Monday, January 6, 2014

Happy new year! Buy a car.

So that's it. Christmas is over and done with. The car manufacturers have stopped with their "give your entire family cars for christmas" advertising campaigns and now it's 2014. Awesome - it's the New Year New Car advertising blitz. Apparently, if you didn't buy your wife, partner, loved one, daughter or son a car for Christmas, you're a wicked, evil person. But you can redeem yourself, in the eyes of the car trade, by taking advantage of 'special offers' this New Year. Mercedes would like you to know they've held over their Christmas pricing just for you. Lexus have too, but only for 'well qualified buyers'.
Here's my question : does anyone, anywhere, ever pay full price for a car any more? I've been fortunate enough to have new cars for the last few that I've bought, and no matter what time of year, I've never paid full price - not even close. I can normally drive off with an out-the-door price that is well, WELL below the MSRP. And remember, the out-the-door price includes all the taxes and fees.
I wonder if any of the advertising or sales events that the car manufacturers have actually result in any more sales for them. Or do you think they just have to do these things to spend advertising budgets? For example I wonder if the Christmas sale and leasing offers result in any more sales than a wet week in April?

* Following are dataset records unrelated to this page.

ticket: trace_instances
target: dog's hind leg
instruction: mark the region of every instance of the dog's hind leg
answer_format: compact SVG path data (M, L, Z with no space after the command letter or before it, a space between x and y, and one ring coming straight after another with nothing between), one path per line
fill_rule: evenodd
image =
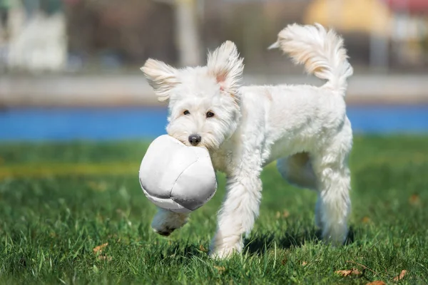
M316 221L322 229L324 241L333 245L342 244L346 240L351 204L347 156L352 142L340 140L336 139L312 160L318 188Z
M282 178L291 185L312 190L316 190L317 178L312 170L311 160L307 152L280 158L277 168Z

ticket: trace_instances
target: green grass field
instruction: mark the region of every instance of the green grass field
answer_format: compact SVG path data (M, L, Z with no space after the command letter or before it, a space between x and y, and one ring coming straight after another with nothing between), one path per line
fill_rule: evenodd
M428 137L357 137L350 242L320 244L315 193L263 174L260 217L245 252L207 255L215 197L169 238L138 170L146 144L0 145L0 284L428 284ZM347 276L338 270L355 269Z

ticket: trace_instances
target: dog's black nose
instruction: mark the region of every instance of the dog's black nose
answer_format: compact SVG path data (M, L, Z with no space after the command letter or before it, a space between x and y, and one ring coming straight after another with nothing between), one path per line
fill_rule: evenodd
M200 142L200 135L189 135L189 142L192 144L192 145L198 145L199 142Z

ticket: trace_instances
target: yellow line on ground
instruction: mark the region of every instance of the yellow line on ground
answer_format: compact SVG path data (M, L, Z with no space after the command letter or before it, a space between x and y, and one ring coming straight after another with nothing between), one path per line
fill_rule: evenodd
M138 175L140 165L129 162L58 163L0 166L0 180L9 177Z
M417 153L414 155L398 155L394 157L379 156L370 160L354 163L354 171L368 166L382 164L420 165L428 163L428 155ZM270 163L265 168L275 168L275 162ZM0 165L0 180L12 177L46 177L54 176L91 176L91 175L138 175L139 163L113 162L106 163L41 163Z

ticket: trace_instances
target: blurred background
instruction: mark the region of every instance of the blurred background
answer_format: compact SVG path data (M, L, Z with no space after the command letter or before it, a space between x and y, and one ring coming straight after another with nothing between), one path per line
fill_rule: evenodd
M0 0L0 20L3 141L163 134L166 106L140 67L203 65L226 40L245 84L320 85L266 48L295 22L344 37L356 133L428 133L427 0Z

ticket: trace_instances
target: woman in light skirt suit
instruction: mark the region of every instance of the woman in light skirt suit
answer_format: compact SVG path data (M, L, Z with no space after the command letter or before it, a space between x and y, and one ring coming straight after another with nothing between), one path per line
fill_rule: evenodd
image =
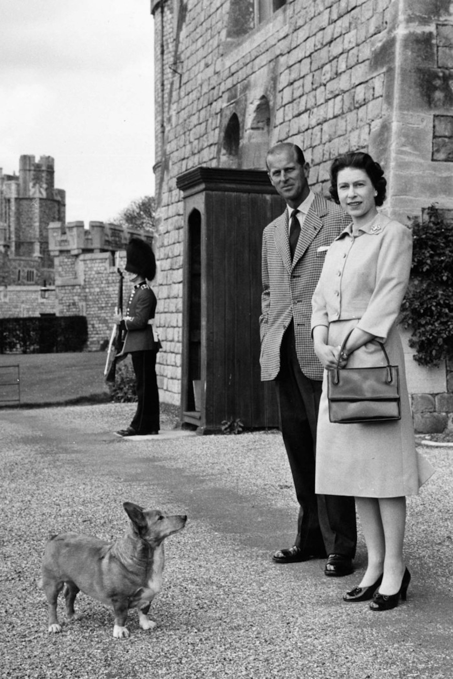
M403 555L405 496L433 473L415 447L404 354L396 327L410 272L410 230L379 213L386 182L367 153L349 153L331 168L330 192L351 223L327 252L312 299L314 351L324 366L316 444L316 492L354 496L368 553L366 571L347 602L372 600L386 610L405 599L410 574ZM352 331L340 354L340 345ZM327 372L386 365L399 367L400 420L335 424L329 418Z

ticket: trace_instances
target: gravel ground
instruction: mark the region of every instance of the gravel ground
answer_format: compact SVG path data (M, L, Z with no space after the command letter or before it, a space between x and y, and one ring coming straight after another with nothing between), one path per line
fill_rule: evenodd
M162 409L168 437L138 441L111 433L134 404L0 411L3 676L453 676L451 449L420 449L437 473L408 501L408 600L378 614L341 600L361 576L361 534L347 578L325 578L321 561L271 562L273 549L291 544L296 513L278 433L173 437L173 412ZM114 539L126 500L189 517L166 542L164 587L150 611L157 629L141 630L133 612L130 638L114 640L111 612L80 594L80 619L67 622L62 598L62 634L49 635L38 587L47 537Z

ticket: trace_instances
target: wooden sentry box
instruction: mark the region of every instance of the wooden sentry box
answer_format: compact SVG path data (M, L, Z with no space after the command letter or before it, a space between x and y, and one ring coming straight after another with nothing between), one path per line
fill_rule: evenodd
M181 420L198 433L278 424L259 368L263 230L285 204L266 172L199 167L184 197Z

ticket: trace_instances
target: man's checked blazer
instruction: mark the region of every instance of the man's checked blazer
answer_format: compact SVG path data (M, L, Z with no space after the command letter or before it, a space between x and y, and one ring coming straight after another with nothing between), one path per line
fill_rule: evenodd
M295 346L300 367L311 380L323 379L323 367L310 334L311 300L327 247L350 222L340 206L318 194L305 218L291 263L288 210L263 232L261 378L274 380L280 370L280 346L294 318Z

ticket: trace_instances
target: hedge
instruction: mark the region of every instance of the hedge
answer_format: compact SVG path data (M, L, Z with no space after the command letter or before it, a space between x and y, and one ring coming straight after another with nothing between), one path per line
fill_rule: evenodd
M0 354L83 351L88 339L84 316L0 318Z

If you're in the market for a new car and you need to finance it, just sit it out until the car you're looking at appears with zero percent interest. It won't be more than 6 weeks until that happens. If you're in the market for a car right now, just go and buy one. Haggle the price, be sensible and you'll get a good deal from most places irrespective of what incentive or advertising is going on.
Lastly, bear in mind the old adage that "if it seems to good to be true, it probably is". The car trade is the home of that problem. Our local Subaru dealer had an advertising blitz in November last year where they were selling all new* cars at $8,000 off MSRP. The "NEW" was very big and the "*" was very small. The fine print was this: "new indicates vehicles that are new to our used inventory". In other words, they were selling used cars for less than the MSRP of new cars. Imagine that.